Saturday, October 28, 2006

 

Appalling Tradition

In the preface to the thirtieth anniversary edition of his acclaimed book Bury My Heart At Wounded Knee: an Indian history of the American west, renowned author Dee Brown observes that, "During the past generation, some tribal reservations have prospered, others have not...And the county with the deepest poverty in the United States is still a tribal reservation." Since these words were published in 2000, the government of the United States of America has embarked on the largest swindle of Indian tribes since the initial internment to reservations under treaties that guaranteed perpetual health care, education, and environmental stewardship to the indigenous peoples in exchange for these liens on the landscape they were coerced into ceding.

The obstruction of justice and conspiracy to defraud the tribes that led to a federal judge finding the Secretary of the Department of the Interior in contempt is now in its fifth year, and as Congress and the White House attempt to conceal the $200 billion of tribal oil and gas royalties stolen by energy companies with Interior's collusion, it is hard not to recall the endless string of broken promises detailed in Brown's classic account of deception, avarice, and savagery by our federal government toward the Indian people.

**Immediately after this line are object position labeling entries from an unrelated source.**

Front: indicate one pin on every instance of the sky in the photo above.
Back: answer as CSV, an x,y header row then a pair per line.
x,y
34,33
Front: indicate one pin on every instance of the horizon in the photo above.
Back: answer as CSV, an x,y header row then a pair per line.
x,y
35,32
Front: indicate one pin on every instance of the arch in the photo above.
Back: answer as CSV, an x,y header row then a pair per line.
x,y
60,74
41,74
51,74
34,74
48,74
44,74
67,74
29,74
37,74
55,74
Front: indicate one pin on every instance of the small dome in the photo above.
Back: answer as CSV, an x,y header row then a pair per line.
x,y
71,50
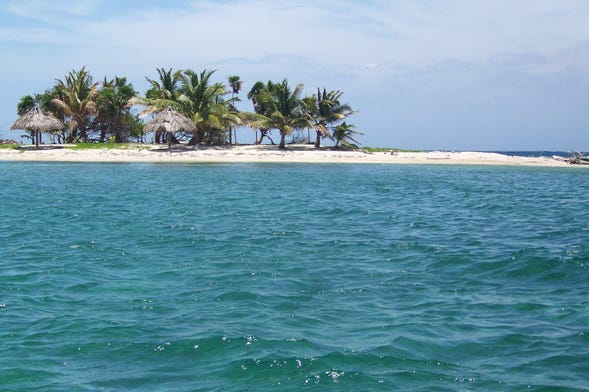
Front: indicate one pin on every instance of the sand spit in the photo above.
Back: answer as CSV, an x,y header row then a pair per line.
x,y
265,153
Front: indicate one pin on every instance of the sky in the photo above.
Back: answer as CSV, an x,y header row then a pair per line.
x,y
422,74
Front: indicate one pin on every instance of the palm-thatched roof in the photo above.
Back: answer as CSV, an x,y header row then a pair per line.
x,y
37,120
169,120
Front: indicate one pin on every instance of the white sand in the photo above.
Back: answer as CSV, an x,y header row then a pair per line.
x,y
265,153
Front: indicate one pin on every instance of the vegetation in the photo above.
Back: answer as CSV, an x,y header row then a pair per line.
x,y
110,146
386,149
106,112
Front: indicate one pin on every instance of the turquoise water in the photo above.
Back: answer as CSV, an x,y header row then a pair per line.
x,y
291,277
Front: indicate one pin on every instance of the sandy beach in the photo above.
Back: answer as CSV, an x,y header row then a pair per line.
x,y
265,153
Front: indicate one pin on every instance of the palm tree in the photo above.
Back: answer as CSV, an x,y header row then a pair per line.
x,y
256,94
311,113
344,136
162,93
329,112
287,115
235,83
76,101
114,109
279,107
197,99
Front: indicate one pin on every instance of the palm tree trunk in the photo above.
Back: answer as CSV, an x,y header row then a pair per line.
x,y
318,140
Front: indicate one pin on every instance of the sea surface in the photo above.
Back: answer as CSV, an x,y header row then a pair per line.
x,y
290,277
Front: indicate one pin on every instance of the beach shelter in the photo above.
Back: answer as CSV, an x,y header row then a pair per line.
x,y
37,121
169,120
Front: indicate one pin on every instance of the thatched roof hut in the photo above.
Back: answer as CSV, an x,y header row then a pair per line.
x,y
169,120
37,120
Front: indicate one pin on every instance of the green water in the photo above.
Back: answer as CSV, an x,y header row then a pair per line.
x,y
292,277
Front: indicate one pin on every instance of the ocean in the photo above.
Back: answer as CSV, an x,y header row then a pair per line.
x,y
289,277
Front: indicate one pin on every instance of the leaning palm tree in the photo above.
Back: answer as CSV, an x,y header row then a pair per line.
x,y
76,101
263,107
329,112
284,108
235,84
163,93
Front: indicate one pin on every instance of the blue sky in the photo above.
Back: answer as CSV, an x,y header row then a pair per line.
x,y
456,74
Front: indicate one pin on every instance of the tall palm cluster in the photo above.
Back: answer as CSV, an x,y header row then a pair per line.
x,y
103,111
97,111
280,107
198,98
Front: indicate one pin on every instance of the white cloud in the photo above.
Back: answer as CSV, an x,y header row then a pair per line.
x,y
410,63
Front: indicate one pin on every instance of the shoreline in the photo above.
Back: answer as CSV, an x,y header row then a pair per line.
x,y
149,153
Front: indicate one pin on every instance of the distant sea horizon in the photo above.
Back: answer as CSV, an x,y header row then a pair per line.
x,y
232,277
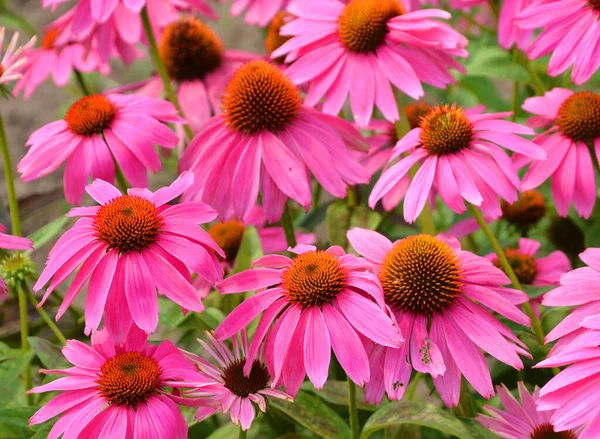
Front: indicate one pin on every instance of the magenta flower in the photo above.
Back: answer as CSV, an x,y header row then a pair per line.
x,y
364,47
569,33
235,391
521,420
266,138
573,121
323,300
117,388
432,287
131,245
461,158
97,131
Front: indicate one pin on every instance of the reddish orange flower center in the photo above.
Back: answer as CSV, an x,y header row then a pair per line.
x,y
128,223
445,130
579,116
421,274
241,385
526,211
190,50
523,265
49,38
260,97
314,278
362,25
129,379
274,38
228,236
546,431
91,115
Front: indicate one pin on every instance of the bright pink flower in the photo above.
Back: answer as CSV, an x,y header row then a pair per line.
x,y
117,389
570,32
363,48
229,235
13,61
432,287
58,57
520,420
97,131
323,300
131,245
234,392
461,158
266,138
573,121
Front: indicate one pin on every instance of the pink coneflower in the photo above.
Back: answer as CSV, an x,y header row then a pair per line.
x,y
323,300
521,420
97,131
432,287
364,47
236,392
13,61
461,158
573,122
569,32
117,388
131,245
229,235
266,138
58,60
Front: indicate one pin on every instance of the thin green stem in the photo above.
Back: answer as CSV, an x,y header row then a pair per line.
x,y
353,410
288,226
162,71
45,317
13,203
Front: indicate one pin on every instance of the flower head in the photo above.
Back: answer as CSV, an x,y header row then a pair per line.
x,y
572,120
131,245
118,387
461,158
432,287
96,131
521,420
267,138
322,299
238,388
363,47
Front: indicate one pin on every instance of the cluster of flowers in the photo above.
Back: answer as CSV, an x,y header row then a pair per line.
x,y
250,128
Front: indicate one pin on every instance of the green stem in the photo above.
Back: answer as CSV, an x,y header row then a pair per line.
x,y
288,226
162,71
353,410
45,317
13,203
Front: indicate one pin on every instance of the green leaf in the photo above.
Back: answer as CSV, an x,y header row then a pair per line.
x,y
49,354
415,413
313,414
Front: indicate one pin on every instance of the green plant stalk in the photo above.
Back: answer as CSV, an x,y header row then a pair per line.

As he notes in the introduction to his remarkable book, "history has a way of intruding upon the present, and perhaps those who read it will have a clearer understanding of what the American Indian is, by knowing what he was...They may learn something about their own relationship to the earth from a people who were true conservationists...[who] could not comprehend why the intruders from the East were determined to destroy all that was Indian as well as America itself."